El problema hoy es que el sistema de muñecos de LN+, A24 o  TN y decenas de radios y cientos de cuentas en redes, ya esta superando la mera estrategia comunicacional para adentrarse en la implantación de una característica cultural que trajo mucha sangre en Argentina y en el mundo: el estigma o la caracterización negativa que deshumaniza al otro. Hoy estos jokers motorizados por la reducción del análisis y reflexión nos están adentrando en una situación delicada porque luego de gobernar para sus corporaciones hoy con su tamaño y cierta pasividad del campo popular están ganando la disputa del sentido y con grandes posibilidades de volver para hacer lo mismo pero mas rápido.

¿No será  hora de que el campo popular comience a hacer un muñeco o una serie grande de muñecos que puedan saltar a la arena y confrontar con este discurso? No es fácil la faena porque no es la cancha que mas conocen  y porque aun hay heridas internas para relamer, pero no hay mucho tiempo porque la consolidación de esta estrategia les esta dando resultados. El peronismo demostró que muchas veces que una vez que ve el precipicio puede llegar a reaccionar, frenar, dar la vuelta y enfrentar al  perseguidor. Pasó en la 125, pasó con la oscura noche entre  2015 y 2019.

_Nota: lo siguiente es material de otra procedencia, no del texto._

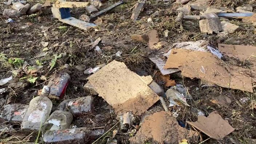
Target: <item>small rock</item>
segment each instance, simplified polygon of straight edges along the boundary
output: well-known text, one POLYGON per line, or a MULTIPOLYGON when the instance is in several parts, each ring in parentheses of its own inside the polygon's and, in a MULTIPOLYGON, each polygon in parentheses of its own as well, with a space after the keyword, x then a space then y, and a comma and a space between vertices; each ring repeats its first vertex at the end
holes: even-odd
POLYGON ((168 37, 168 34, 169 33, 169 31, 168 30, 168 29, 165 29, 164 31, 164 37, 168 37))
POLYGON ((48 46, 48 45, 49 44, 49 43, 42 41, 41 42, 41 44, 42 44, 42 45, 43 45, 43 47, 45 47, 48 46))
POLYGON ((204 33, 212 34, 222 31, 220 20, 219 19, 202 20, 199 21, 201 32, 204 33))
POLYGON ((82 71, 84 70, 85 67, 83 65, 79 65, 76 66, 76 69, 78 71, 82 71))
POLYGON ((68 43, 67 42, 67 41, 64 41, 64 42, 61 43, 61 44, 60 44, 60 45, 63 45, 63 46, 67 46, 68 44, 68 43))
POLYGON ((155 12, 151 15, 151 16, 152 16, 153 17, 157 17, 159 16, 159 13, 160 12, 159 11, 156 11, 155 12))
POLYGON ((112 29, 115 28, 115 25, 112 24, 109 24, 108 25, 107 28, 109 29, 112 29))
POLYGON ((119 57, 121 56, 121 55, 122 54, 122 52, 118 51, 116 53, 116 54, 115 54, 115 55, 116 55, 116 56, 117 56, 118 57, 119 57))
POLYGON ((228 33, 230 33, 238 31, 239 27, 228 22, 222 21, 221 22, 223 31, 228 33))
POLYGON ((90 21, 90 17, 86 15, 82 15, 79 17, 79 20, 87 22, 90 21))

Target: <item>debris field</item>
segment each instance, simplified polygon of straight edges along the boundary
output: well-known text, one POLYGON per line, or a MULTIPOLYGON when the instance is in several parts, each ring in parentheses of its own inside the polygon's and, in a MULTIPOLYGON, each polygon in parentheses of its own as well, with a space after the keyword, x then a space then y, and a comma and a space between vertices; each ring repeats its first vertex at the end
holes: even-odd
POLYGON ((256 143, 255 0, 0 5, 0 144, 256 143))

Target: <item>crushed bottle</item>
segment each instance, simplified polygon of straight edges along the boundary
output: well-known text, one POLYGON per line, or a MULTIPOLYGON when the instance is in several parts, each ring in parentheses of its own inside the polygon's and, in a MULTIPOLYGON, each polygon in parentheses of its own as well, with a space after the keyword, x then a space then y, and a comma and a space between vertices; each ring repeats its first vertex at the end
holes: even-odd
POLYGON ((45 144, 86 144, 104 133, 104 130, 100 130, 101 133, 96 131, 85 128, 49 130, 44 133, 43 139, 45 144))
POLYGON ((70 76, 67 72, 69 66, 65 64, 63 70, 55 72, 46 87, 50 89, 50 95, 62 98, 65 95, 67 87, 70 79, 70 76))
POLYGON ((59 109, 62 111, 69 111, 76 117, 93 111, 93 97, 91 96, 65 100, 59 105, 59 109))
POLYGON ((3 119, 11 121, 21 122, 28 105, 21 104, 9 104, 3 107, 0 119, 3 119))
POLYGON ((68 128, 73 120, 72 113, 56 111, 53 112, 42 127, 43 131, 68 128))
POLYGON ((29 102, 21 123, 21 129, 39 130, 48 119, 52 107, 51 100, 45 96, 38 96, 29 102))

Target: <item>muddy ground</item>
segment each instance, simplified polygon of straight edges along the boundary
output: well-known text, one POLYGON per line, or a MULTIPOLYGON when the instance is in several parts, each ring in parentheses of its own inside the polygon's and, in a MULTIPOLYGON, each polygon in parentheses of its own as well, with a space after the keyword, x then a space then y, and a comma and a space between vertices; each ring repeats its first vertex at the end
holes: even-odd
MULTIPOLYGON (((215 6, 235 8, 250 1, 216 1, 217 2, 215 6)), ((107 1, 104 3, 100 9, 103 9, 117 1, 107 1)), ((44 1, 39 2, 44 3, 44 1)), ((27 78, 25 77, 28 76, 25 73, 21 73, 18 75, 16 77, 26 84, 12 89, 8 89, 7 93, 0 95, 0 98, 7 99, 7 104, 28 104, 33 96, 37 95, 38 91, 47 83, 47 81, 40 80, 40 76, 46 76, 47 79, 48 80, 53 73, 58 71, 65 64, 71 66, 70 71, 72 73, 70 75, 70 82, 64 99, 88 95, 84 92, 83 86, 86 83, 86 79, 89 75, 84 74, 84 70, 89 67, 93 68, 99 64, 107 64, 114 60, 124 63, 130 69, 139 75, 152 76, 165 91, 168 88, 164 86, 164 83, 157 72, 158 69, 147 57, 148 53, 143 51, 147 46, 133 41, 131 38, 131 35, 143 34, 153 29, 157 30, 161 40, 168 42, 170 45, 176 42, 207 40, 216 45, 218 43, 222 43, 256 46, 255 27, 252 24, 243 23, 238 19, 230 19, 230 22, 240 26, 241 30, 229 34, 226 37, 219 37, 215 34, 201 33, 197 21, 184 21, 183 29, 181 29, 180 24, 174 20, 177 15, 176 9, 181 5, 172 3, 148 1, 138 20, 131 21, 130 17, 132 12, 131 8, 136 2, 135 0, 125 1, 124 4, 100 17, 95 21, 98 26, 96 30, 92 28, 84 31, 63 23, 53 18, 49 8, 43 8, 36 15, 23 16, 22 20, 13 19, 15 22, 12 23, 6 23, 5 21, 7 19, 2 16, 1 13, 0 79, 11 76, 12 71, 22 68, 21 65, 10 64, 8 61, 9 58, 20 58, 30 66, 37 64, 41 65, 43 67, 36 73, 36 75, 33 76, 38 77, 34 83, 27 81, 27 78), (148 19, 156 11, 160 12, 159 15, 155 17, 152 17, 153 23, 148 23, 147 21, 148 19), (170 34, 165 37, 164 36, 164 31, 166 29, 170 31, 170 34), (91 49, 90 46, 88 45, 99 37, 102 40, 98 45, 101 49, 102 52, 91 49), (47 54, 40 57, 39 55, 42 54, 43 49, 45 48, 40 44, 42 41, 48 42, 49 45, 47 47, 48 49, 44 50, 45 51, 44 52, 47 52, 47 54), (65 43, 63 44, 63 42, 65 43), (118 51, 122 52, 121 56, 115 55, 118 51), (57 59, 52 69, 49 71, 49 63, 54 57, 53 55, 59 55, 61 54, 61 58, 57 59), (81 70, 77 68, 81 67, 81 70)), ((36 3, 35 1, 29 2, 36 3)), ((2 13, 4 8, 8 8, 9 6, 0 4, 0 13, 2 13)), ((199 14, 199 11, 195 11, 193 13, 199 14)), ((72 16, 78 19, 80 15, 86 13, 86 12, 84 8, 73 8, 72 9, 71 13, 72 16)), ((255 109, 252 109, 249 107, 251 102, 253 100, 256 100, 256 93, 219 87, 203 88, 200 84, 199 80, 183 77, 179 72, 171 75, 171 77, 176 83, 184 84, 188 88, 188 92, 193 98, 193 100, 188 101, 189 105, 201 110, 206 116, 212 111, 217 111, 235 129, 221 140, 209 139, 204 142, 204 143, 249 143, 247 139, 256 139, 256 112, 255 109), (231 103, 224 102, 220 105, 211 101, 211 100, 219 96, 228 97, 231 100, 231 103), (243 100, 244 99, 248 100, 243 100)), ((111 106, 103 99, 93 96, 96 101, 95 112, 75 119, 73 124, 77 127, 102 127, 106 132, 117 123, 118 121, 116 120, 116 116, 111 106), (102 116, 96 116, 98 114, 102 116)), ((52 112, 56 109, 58 105, 63 100, 61 99, 52 101, 53 106, 52 112)), ((167 104, 169 104, 167 101, 166 103, 167 104)), ((195 121, 197 120, 197 116, 189 111, 189 108, 182 106, 169 108, 171 112, 176 112, 178 114, 177 117, 178 121, 184 123, 186 121, 195 121)), ((163 110, 163 108, 161 103, 157 102, 148 111, 157 111, 161 110, 163 110)), ((1 134, 0 143, 35 143, 37 133, 33 133, 26 137, 29 134, 21 132, 20 124, 16 123, 14 125, 14 128, 17 131, 13 131, 4 135, 1 134)), ((187 125, 187 127, 189 128, 188 125, 187 125)), ((119 140, 120 143, 128 144, 129 137, 134 134, 134 131, 132 130, 135 128, 132 126, 125 133, 119 131, 115 138, 119 140)), ((107 139, 112 136, 113 130, 115 129, 118 130, 119 127, 116 127, 97 143, 105 143, 107 139)), ((209 137, 202 132, 199 134, 197 142, 195 143, 200 143, 209 137)), ((94 140, 95 140, 92 141, 94 140)), ((40 141, 39 139, 38 142, 40 141)), ((154 143, 153 141, 147 143, 154 143)))

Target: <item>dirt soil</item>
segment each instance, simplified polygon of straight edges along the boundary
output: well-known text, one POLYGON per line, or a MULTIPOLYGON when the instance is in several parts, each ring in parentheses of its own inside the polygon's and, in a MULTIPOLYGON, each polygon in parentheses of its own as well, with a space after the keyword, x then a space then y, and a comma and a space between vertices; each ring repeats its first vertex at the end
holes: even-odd
MULTIPOLYGON (((53 73, 59 70, 65 64, 71 67, 70 81, 64 97, 52 100, 52 112, 56 110, 58 105, 64 99, 89 95, 85 93, 83 88, 87 81, 86 79, 91 75, 84 74, 85 69, 99 64, 107 64, 114 60, 124 63, 130 70, 140 76, 152 76, 166 91, 169 88, 164 86, 161 76, 157 72, 159 70, 148 57, 149 54, 154 52, 145 52, 144 49, 148 47, 147 44, 133 41, 131 38, 132 35, 143 34, 154 29, 157 30, 160 40, 168 42, 169 46, 174 43, 200 40, 209 40, 216 46, 219 43, 256 46, 256 28, 251 24, 242 22, 239 19, 221 19, 241 28, 240 31, 223 37, 215 34, 201 33, 197 21, 183 21, 181 27, 175 20, 177 15, 176 9, 181 6, 180 4, 148 0, 138 20, 133 21, 130 19, 132 8, 137 1, 126 1, 124 4, 95 21, 98 27, 96 29, 84 31, 53 19, 49 8, 43 8, 36 15, 23 16, 22 19, 12 18, 14 22, 6 23, 8 18, 2 16, 2 13, 5 8, 11 7, 4 4, 3 1, 0 4, 0 79, 8 77, 13 73, 16 76, 13 79, 16 83, 13 83, 11 88, 8 88, 6 92, 0 94, 0 107, 5 104, 28 104, 33 97, 37 95, 38 91, 47 84, 53 73), (159 14, 156 16, 153 15, 156 11, 159 11, 159 14), (148 19, 150 17, 152 22, 148 23, 148 19), (170 32, 168 36, 165 37, 164 31, 166 29, 170 32), (100 37, 101 41, 98 45, 101 52, 92 48, 91 44, 100 37), (48 42, 49 44, 44 47, 40 43, 41 42, 48 42), (122 52, 120 57, 115 55, 118 51, 122 52), (55 58, 56 64, 50 70, 50 64, 54 62, 52 60, 55 58), (37 69, 39 70, 36 72, 27 71, 38 67, 41 68, 37 69), (37 79, 33 80, 35 77, 37 79)), ((232 9, 251 0, 215 1, 215 6, 226 7, 232 9)), ((100 10, 117 1, 109 0, 104 3, 100 10)), ((28 2, 33 5, 38 2, 43 3, 44 0, 28 2)), ((255 8, 254 11, 255 12, 255 8)), ((191 12, 192 15, 199 13, 200 11, 191 12)), ((89 15, 84 8, 72 8, 71 14, 77 19, 82 14, 89 15)), ((206 140, 203 143, 246 144, 253 141, 251 139, 256 139, 256 112, 255 108, 251 106, 255 105, 256 101, 254 89, 253 92, 250 93, 217 86, 202 87, 200 80, 186 78, 182 76, 180 72, 174 73, 171 76, 176 83, 184 84, 188 89, 193 97, 193 99, 187 101, 191 107, 200 109, 206 116, 216 111, 235 129, 221 140, 209 139, 203 133, 185 124, 187 121, 196 121, 197 113, 190 111, 189 107, 182 105, 169 108, 180 124, 185 124, 186 128, 199 132, 198 139, 195 141, 189 141, 189 143, 199 143, 206 140), (220 95, 229 98, 231 100, 230 104, 220 105, 212 102, 212 99, 218 99, 217 97, 220 95)), ((6 86, 0 86, 0 89, 6 86)), ((107 132, 118 122, 116 119, 116 116, 113 108, 103 99, 93 96, 95 101, 94 112, 74 118, 71 126, 85 127, 91 130, 104 129, 107 132)), ((165 103, 169 105, 167 100, 165 103)), ((163 110, 161 103, 158 101, 141 118, 163 110)), ((12 125, 12 128, 0 134, 0 144, 39 143, 42 140, 39 135, 36 140, 37 132, 21 131, 19 123, 5 121, 0 125, 3 124, 12 125)), ((120 131, 119 127, 119 124, 114 127, 96 143, 105 144, 108 138, 112 138, 113 131, 115 129, 117 131, 114 139, 119 143, 128 144, 130 137, 135 136, 136 130, 140 129, 139 125, 131 125, 128 131, 124 133, 120 131)), ((92 140, 93 142, 95 140, 92 140)), ((158 143, 149 140, 144 141, 144 143, 158 143)))

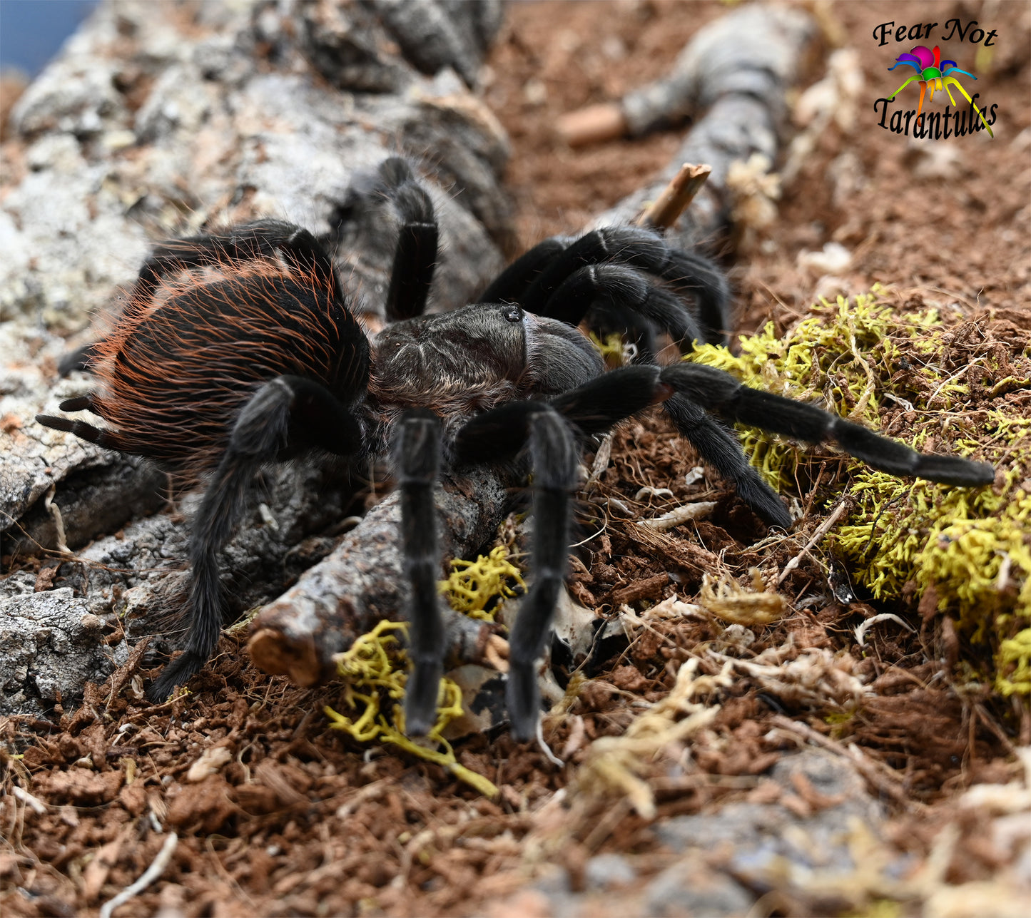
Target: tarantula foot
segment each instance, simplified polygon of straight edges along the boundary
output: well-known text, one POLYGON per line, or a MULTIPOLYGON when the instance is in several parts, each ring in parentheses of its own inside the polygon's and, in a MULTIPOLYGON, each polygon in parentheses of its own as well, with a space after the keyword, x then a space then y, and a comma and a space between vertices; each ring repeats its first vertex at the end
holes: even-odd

¿No será entonces la hora de parar, mirarnos a los ojos, recordar los motivos de la reunificación y aguantar la parada? ¿Será la hora de construir barricadas contra el avance para que nuestros propios muñecos con su propia impronta se paren de manos? La comunicación en tiempos de guerra muestra sus garras más terribles pero no se puede ejercer el pacifismo mientras caen las bombas sobre los techos, tampoco sirve quedarse explicando y desmintiendo cada operación durante semanas ocupando el centro de la escena.

A esta altura de la soireé es preferible el golpe a golpe.  Es hora ya de que el Frente pase a la ofensiva y, siguiendo con terminología bélica, sumar a la guerra contra la inflación nuestros propios muñecos para la disputa del sentido en esta etapa que es fuerte y donde se juega mas que un periodo de gobierno la posibilidad de frenar  el retorno del discurso único en el debate público, algo que en el mundo ya se impuso sin siquiera sonrojarse a fuerza de censura oficial, cierre de medios incluso en la red y persecución a artistas o deportistas, solo por ciudadanos de un país.